An IOC official told The Times that because of "discrepancies" that have come to light about the age of He Kexin, the host nation’s darling who won gold in both team and individual events, an official inquiry has been launched that could result in the gymnast being stripped of her medals.
The investigation was triggered as a US computer expert claimed today to have uncovered Chinese government documents that he says prove she is only 14 - making her ineligible to compete in the Olympics - rather than 16, as officials in Beijing insist is her age.
UPDATE: From AP:
Despite persistent questions about the ages of several members of the Chinese women's gymnastics team that won the gold medal, the International Olympic Committee said Friday there is still no proof anyone cheated and believes the controversy will be "put to rest."
China has again given the governing body of gymnastics documents that show its athletes are eligible, and coach Lu Shanzhen said the girls' families are "indignant" that the issue won't go away.
"It's not just me.
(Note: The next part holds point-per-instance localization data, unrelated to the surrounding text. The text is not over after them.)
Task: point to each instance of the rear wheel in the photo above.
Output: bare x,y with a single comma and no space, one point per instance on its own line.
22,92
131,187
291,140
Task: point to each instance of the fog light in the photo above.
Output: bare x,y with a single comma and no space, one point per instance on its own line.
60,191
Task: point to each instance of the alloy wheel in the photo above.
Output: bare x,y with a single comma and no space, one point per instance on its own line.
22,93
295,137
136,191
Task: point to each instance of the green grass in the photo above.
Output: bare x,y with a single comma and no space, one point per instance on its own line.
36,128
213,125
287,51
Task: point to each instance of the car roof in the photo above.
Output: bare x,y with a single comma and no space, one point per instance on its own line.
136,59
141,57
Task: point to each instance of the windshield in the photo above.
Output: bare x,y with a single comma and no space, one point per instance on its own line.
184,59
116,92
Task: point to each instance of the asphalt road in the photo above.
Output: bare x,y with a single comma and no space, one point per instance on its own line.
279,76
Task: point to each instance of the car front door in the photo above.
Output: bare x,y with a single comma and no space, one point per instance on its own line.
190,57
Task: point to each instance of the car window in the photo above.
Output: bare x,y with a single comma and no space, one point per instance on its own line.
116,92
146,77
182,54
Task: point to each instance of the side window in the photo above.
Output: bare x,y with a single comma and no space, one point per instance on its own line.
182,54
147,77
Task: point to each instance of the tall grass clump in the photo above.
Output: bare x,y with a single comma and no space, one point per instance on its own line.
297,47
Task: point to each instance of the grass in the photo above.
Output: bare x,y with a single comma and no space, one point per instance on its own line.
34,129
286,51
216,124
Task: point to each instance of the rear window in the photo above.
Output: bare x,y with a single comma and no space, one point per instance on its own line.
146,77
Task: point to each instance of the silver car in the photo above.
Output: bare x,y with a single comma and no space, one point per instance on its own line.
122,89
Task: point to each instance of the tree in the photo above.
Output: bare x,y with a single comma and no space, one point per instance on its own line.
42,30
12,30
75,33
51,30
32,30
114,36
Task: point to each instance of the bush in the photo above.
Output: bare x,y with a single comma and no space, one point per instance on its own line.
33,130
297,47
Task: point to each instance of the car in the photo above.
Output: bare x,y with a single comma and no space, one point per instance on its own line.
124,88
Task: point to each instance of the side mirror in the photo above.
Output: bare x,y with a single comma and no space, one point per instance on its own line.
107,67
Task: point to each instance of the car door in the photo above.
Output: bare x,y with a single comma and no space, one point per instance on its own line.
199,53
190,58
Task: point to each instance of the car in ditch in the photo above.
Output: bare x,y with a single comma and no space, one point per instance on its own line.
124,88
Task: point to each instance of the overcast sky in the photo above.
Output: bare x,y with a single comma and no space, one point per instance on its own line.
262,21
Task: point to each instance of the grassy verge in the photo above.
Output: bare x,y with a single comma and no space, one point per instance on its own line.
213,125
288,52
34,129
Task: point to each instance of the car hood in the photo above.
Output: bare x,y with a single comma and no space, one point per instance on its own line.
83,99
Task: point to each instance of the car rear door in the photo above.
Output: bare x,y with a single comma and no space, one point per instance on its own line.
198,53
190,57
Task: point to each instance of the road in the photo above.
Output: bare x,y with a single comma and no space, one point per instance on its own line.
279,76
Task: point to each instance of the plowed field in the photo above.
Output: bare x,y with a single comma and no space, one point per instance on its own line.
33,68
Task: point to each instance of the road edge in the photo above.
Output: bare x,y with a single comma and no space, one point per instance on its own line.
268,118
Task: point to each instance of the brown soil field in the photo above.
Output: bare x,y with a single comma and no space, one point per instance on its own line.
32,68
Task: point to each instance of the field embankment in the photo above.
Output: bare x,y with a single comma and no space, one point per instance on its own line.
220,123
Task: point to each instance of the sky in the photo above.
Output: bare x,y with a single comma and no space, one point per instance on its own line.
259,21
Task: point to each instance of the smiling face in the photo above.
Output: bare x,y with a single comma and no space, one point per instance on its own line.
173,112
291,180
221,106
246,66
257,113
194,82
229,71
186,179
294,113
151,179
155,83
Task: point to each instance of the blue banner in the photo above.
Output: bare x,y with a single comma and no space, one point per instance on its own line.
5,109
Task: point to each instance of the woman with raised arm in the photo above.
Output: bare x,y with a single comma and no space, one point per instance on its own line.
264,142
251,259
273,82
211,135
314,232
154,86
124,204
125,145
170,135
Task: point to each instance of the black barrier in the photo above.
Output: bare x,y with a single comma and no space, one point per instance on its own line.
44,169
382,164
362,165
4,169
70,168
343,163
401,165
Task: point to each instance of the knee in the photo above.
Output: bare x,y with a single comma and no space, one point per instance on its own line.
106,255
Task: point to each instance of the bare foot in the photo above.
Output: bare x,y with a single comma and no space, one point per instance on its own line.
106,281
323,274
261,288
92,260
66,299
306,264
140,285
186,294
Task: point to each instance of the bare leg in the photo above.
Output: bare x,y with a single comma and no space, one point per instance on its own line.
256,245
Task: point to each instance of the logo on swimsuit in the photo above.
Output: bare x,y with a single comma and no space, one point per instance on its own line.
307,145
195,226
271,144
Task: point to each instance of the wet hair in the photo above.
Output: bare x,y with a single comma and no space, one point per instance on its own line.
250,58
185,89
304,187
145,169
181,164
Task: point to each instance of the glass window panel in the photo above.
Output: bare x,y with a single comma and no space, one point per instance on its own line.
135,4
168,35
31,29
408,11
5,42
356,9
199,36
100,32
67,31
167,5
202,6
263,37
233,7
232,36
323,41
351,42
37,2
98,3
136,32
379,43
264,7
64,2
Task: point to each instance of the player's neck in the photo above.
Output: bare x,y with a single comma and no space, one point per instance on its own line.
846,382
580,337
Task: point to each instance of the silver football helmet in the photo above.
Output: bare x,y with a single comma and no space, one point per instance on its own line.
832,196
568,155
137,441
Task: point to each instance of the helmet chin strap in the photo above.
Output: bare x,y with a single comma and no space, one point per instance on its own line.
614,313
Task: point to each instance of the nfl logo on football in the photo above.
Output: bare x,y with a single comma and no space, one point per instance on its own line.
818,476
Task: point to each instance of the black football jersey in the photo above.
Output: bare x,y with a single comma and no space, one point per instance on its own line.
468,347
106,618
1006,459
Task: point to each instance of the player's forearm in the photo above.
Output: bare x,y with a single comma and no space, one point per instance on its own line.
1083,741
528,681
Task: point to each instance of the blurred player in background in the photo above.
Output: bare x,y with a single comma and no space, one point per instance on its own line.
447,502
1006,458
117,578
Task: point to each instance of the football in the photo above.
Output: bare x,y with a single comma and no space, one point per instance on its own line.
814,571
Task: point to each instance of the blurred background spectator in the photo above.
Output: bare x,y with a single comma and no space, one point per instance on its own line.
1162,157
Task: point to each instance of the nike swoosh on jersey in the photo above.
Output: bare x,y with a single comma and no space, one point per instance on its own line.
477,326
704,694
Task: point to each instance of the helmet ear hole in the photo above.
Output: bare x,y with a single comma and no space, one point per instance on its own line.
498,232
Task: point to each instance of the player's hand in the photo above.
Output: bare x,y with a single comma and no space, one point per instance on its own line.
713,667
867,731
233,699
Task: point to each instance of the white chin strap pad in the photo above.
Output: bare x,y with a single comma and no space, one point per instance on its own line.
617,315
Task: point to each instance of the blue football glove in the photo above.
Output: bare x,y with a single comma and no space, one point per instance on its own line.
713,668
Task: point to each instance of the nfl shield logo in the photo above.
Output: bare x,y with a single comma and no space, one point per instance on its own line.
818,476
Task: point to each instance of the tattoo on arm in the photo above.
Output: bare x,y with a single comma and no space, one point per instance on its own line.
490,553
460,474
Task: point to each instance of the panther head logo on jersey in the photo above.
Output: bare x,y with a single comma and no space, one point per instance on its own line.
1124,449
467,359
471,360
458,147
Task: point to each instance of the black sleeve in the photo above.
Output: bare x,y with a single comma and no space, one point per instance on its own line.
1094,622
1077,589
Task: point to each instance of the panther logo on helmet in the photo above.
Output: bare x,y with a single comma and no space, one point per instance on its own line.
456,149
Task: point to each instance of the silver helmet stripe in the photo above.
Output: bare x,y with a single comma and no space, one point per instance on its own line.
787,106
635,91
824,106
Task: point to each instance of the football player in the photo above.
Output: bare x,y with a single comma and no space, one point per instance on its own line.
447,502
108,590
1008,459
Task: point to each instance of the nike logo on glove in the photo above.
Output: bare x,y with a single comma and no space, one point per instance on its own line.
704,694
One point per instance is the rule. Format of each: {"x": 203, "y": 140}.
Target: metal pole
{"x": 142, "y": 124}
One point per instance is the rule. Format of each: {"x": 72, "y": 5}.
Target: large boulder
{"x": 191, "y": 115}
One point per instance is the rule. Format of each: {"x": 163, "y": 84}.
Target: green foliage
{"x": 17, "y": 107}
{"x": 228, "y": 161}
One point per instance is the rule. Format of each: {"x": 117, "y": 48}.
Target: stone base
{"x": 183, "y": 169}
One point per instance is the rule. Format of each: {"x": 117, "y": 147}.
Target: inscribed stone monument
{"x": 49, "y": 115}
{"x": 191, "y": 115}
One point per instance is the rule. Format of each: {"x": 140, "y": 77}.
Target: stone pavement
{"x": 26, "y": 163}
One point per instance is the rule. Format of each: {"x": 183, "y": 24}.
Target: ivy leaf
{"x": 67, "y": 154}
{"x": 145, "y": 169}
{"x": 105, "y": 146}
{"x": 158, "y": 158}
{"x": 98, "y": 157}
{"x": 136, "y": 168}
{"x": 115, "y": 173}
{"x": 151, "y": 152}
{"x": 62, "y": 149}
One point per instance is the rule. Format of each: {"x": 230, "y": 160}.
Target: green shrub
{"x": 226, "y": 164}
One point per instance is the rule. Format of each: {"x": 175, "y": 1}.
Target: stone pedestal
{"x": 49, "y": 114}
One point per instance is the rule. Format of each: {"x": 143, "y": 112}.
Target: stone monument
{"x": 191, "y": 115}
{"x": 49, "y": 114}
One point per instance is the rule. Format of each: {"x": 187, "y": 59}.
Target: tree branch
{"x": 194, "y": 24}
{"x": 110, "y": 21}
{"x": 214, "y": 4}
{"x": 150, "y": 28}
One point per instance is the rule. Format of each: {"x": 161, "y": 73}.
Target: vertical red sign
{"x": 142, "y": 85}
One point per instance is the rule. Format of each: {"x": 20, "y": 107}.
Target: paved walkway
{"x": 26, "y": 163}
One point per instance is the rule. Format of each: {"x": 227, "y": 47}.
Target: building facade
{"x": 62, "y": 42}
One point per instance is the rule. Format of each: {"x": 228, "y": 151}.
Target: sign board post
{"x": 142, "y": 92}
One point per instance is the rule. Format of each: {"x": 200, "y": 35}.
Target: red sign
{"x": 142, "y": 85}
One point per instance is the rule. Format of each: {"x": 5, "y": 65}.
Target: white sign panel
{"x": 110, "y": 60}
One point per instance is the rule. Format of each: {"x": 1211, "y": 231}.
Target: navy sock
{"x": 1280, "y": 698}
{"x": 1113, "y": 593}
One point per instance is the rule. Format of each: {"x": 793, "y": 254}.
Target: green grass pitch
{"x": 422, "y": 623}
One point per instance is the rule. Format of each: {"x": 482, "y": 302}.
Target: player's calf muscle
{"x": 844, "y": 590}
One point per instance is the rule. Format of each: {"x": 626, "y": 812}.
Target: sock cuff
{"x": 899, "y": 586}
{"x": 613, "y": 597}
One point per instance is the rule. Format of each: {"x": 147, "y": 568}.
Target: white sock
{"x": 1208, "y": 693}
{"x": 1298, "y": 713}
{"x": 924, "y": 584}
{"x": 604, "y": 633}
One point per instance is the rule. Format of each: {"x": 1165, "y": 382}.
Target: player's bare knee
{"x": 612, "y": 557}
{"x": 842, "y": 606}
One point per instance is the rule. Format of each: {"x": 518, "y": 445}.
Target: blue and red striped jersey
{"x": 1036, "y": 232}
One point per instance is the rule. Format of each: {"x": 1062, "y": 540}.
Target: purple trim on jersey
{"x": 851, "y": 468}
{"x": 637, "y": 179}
The parents of our athletes are all very indignant," Lu said in an interview with The Associated Press. "They have faced groundless suspicion. Why aren't they believed? Why are their children suspected? Their parents are very angry."
..."Surely it's not possible that these documents are still not sufficient proof of her birthdate?" Lu asked. "The passports were issued by the Chinese Foreign Ministry. The identity card was issued by China's Ministry of Public Security. If these valid documents are not enough to clarify this problem, then what will you believe?
"The Chinese government and the Chinese athletes must be respected," he added.
But many bloggers are not as convinced as IOC officials. Here is one Chinese blogger's additional findings and analysis about He Kexin's age. Here is also a Hong Kong based blogger's take - "No happy ending to gymnasts scandal"
People asked why lip-sync girl, the digital footprints and non-ethnic ethnic children -- all from the Opening Ceremony -- were such a big deal. They weren't, taken individually. But together -- along with gymnast Yang Yun's statement that she was under the legal age when she won two bronzes in Sydney -- they set a tone that made people even more suspicious when the serious issue of falsifying documents came up.